To welcome the Be More Us campaign, I would like to argue why the arts are so important in making meaningful connections with older people.
When we first started our decade long funding programme for arts and older people, it struck me that when I went to visit the work we were funding, artists would often start off by talking about the art they were creating with older people, but older participants would almost always begin our conversation by saying how much the new friendships they were making meant to them.
We sought to argue why this is the case in our 2013 joint publication with the Campaign to End Loneliness Tackling Loneliness in Older Age – The Role of the Arts. Most participatory art forms are by their nature social, such as singing in a choir (A Choir in Every Care Home) or making drama (A new form of theatre). Arts can very often reveal new aspects of someone’s history in reminiscence work or more generally their passions and concerns, such as by the use of the Timeslips programme used by Equal Arts and many others.
It is sometimes underestimated how lonely we can be when surrounded by others – what matters is the quality of relationships.

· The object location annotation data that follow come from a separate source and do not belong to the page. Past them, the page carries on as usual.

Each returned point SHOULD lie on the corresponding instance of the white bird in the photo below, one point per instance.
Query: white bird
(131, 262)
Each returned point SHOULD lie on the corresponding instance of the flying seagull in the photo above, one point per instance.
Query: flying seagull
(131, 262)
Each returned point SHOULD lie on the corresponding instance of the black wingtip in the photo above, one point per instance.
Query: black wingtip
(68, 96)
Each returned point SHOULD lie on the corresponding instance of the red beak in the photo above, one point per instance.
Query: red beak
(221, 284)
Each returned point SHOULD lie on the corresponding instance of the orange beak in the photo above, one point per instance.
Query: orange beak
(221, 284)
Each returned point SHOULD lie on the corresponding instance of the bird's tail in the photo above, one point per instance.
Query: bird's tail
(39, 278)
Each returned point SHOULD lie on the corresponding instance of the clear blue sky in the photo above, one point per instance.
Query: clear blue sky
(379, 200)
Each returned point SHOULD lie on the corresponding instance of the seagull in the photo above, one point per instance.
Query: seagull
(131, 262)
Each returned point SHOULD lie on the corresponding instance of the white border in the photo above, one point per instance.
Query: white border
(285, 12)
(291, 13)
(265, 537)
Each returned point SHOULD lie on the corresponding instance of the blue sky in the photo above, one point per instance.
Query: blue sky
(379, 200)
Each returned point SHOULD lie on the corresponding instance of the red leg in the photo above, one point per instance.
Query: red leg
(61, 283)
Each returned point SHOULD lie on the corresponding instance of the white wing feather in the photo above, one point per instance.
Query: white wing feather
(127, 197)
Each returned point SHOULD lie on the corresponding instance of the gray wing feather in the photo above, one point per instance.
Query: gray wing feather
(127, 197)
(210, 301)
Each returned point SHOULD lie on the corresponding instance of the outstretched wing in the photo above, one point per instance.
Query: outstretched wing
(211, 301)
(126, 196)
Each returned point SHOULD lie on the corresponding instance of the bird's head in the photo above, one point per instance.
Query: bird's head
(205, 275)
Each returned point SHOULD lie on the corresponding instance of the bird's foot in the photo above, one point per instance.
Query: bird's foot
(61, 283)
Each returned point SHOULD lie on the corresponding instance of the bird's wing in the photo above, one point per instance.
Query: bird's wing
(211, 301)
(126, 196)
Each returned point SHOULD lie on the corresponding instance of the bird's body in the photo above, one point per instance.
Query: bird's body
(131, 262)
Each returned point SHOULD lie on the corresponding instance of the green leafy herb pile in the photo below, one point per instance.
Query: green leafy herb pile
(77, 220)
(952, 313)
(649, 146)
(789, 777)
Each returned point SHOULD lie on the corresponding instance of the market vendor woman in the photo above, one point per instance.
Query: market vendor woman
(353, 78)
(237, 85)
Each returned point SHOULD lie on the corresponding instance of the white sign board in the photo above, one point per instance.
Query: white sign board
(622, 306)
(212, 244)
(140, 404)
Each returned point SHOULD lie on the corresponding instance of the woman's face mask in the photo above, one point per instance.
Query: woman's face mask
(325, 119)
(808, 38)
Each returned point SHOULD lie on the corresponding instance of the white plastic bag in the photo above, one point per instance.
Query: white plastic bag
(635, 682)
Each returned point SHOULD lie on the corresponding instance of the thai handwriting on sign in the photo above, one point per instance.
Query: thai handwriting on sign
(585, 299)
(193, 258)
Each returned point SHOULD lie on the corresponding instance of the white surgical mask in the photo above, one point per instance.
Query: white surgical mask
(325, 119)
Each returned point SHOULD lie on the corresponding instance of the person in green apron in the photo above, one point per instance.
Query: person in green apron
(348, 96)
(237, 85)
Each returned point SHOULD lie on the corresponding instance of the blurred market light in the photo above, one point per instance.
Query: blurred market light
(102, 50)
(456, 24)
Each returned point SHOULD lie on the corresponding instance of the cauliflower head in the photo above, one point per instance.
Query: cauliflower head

So arts in care homes when done well are always a great way for care workers and residents to get to know each other better. This has been well demonstrated in the major programme of artists in residence in Wales – cARTrefu – funded with the Arts Council Wales. Being a carer for someone, perhaps living in the community with dementia, can certainly be a major undertaking and quite often an isolating one. The arts can either bring a carer and older person together in a new way, for instance the Royal Academy’s In Mind art appreciation sessions or offer a creative respite as in a project for carers to produce a radio play in Belfast.
Our joint programme with the Arts Council Northern Ireland has in particular emphasised the importance of tackling loneliness including in rural areas. This resulted in a publication in 2015 called Not So Cut Off with a series of great case studies.
The new found national awareness of the significance of loneliness offers many opportunities. The Government’s anticipated cross departmental strategy needs to recognises the power of the arts in this respect.
We can all experience loneliness at any point in our lives, but I would certainly wish for an abundance of such initiatives for us all as we grow older.